Findings of a new study showed that, contrary to long ago assumptions that destruction of giant volcanoes along subduction zones could add to earthquake risks, the opposite could be true.

Geologists led by Professor Tony Watts of the University of Oxford, based their observations after they scanned the seafloor of the Tonga Trench, a 10.9 kilometers deep, which had been seismically quite. It is an earthquake-prone fault zone running between Tonga and Samoa, similar with the Japan Trench and the even deeper Mariana Trench to the south near Guam.

The images showed dozens of giant, flat-topped old volcanoes, called the Louisville Ridge Seamounts, riding westward atop the Pacific tectonic plate at up to six centimetres per year. Upon reaching the trench, these volcanoes are dragged down into the chasm.

The Tonga Trench is the second-deepest submarine canyon in the world, marking the boundary where a westward-moving chunk of the earth's outer crust, the Pacific plate, is forced downward, beneath the adjacent Indo-Australian plate, along a tectonic subduction zone
Researchers had previously thought that the volcanoes would add friction to the movement of the two plates, leading to a greater build-up of strain and, consequently, to more violent earthquakes in that spot.

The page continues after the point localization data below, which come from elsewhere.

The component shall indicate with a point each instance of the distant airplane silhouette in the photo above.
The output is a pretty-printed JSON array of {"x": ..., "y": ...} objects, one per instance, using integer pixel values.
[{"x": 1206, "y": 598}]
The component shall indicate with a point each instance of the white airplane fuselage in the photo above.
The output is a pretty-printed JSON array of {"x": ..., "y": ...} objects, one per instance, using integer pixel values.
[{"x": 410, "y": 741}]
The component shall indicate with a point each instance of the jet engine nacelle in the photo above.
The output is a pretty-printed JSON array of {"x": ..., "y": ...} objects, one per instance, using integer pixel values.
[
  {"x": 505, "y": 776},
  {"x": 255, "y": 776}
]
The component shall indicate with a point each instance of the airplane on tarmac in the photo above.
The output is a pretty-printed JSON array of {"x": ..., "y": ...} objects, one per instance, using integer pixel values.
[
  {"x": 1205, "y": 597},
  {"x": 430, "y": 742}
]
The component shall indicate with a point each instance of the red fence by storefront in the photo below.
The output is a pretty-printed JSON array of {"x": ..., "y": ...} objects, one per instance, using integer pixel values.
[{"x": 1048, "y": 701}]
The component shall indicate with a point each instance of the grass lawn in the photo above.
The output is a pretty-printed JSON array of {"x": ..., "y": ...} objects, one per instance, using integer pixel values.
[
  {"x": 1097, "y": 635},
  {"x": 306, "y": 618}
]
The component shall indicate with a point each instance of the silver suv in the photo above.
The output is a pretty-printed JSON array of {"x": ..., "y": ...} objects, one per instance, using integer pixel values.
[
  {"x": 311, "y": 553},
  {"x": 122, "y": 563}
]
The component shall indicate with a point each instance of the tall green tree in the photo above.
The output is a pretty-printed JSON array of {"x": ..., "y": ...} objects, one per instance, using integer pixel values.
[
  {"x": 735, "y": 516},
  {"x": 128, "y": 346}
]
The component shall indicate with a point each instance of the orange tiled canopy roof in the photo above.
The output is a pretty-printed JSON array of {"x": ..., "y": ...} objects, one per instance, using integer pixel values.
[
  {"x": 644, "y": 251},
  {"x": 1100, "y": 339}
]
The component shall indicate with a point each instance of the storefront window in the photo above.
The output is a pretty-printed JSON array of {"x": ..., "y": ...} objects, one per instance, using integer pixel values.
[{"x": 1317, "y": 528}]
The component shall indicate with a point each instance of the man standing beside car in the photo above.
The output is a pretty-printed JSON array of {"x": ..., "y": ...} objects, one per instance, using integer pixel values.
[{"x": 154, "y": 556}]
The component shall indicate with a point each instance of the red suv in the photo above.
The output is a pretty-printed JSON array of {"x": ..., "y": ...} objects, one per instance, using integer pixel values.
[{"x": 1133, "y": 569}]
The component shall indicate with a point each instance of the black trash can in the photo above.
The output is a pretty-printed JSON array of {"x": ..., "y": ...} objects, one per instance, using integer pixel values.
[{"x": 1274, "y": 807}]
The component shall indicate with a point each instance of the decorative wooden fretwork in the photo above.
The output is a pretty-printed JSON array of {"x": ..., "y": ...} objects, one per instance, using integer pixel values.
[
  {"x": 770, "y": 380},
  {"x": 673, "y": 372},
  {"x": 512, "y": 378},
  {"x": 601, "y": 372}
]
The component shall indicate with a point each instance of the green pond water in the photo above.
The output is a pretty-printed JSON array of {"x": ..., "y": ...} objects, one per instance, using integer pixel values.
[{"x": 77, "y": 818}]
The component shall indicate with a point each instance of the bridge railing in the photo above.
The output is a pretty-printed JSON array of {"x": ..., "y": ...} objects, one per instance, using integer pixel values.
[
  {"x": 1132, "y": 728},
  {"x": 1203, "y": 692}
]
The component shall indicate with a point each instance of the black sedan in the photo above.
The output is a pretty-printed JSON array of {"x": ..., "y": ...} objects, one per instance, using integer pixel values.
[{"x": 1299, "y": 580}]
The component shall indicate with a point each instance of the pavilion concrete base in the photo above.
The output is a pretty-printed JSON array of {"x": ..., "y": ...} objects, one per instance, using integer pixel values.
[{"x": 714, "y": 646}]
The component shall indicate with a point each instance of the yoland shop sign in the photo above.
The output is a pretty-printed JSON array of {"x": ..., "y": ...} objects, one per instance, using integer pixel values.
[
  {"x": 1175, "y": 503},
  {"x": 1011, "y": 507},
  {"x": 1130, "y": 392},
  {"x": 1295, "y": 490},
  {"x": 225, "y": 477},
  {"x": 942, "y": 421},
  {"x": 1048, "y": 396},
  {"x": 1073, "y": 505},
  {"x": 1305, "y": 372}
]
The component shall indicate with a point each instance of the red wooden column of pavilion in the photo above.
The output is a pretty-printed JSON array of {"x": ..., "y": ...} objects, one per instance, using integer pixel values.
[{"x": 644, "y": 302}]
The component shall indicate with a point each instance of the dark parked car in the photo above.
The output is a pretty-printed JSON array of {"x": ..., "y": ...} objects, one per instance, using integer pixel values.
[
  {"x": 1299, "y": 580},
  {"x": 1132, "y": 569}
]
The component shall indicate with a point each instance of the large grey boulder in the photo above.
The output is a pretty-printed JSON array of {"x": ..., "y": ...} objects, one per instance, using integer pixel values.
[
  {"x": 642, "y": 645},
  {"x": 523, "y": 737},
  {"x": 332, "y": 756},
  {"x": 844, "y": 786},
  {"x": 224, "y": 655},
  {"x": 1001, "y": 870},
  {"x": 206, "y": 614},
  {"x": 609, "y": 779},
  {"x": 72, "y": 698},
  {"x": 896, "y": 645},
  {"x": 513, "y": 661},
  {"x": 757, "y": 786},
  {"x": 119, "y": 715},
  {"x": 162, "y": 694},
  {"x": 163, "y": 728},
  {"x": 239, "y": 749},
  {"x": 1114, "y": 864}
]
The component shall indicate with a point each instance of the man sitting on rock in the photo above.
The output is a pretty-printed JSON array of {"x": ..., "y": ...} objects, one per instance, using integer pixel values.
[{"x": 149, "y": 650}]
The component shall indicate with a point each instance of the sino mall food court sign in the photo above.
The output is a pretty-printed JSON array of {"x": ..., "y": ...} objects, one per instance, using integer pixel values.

However, Watts and his team saw that the doomed seamounts were already highly fractured and could explain why, contrary to expectations, the region is earthquake-free.
The team hypothesized that by breaking up early on, the volcanoes probably provide a kind of buffer that eases the subduction process, and actually reduced the risk of large, tsunami-generating earthquakes.

As to what will ultimately happen to the volcanoes, the researchers said they are still uncertain if these fractured volcanoes will be scraped off onto the Indo-Australian plate or chewed up and carried down deep into the mantle.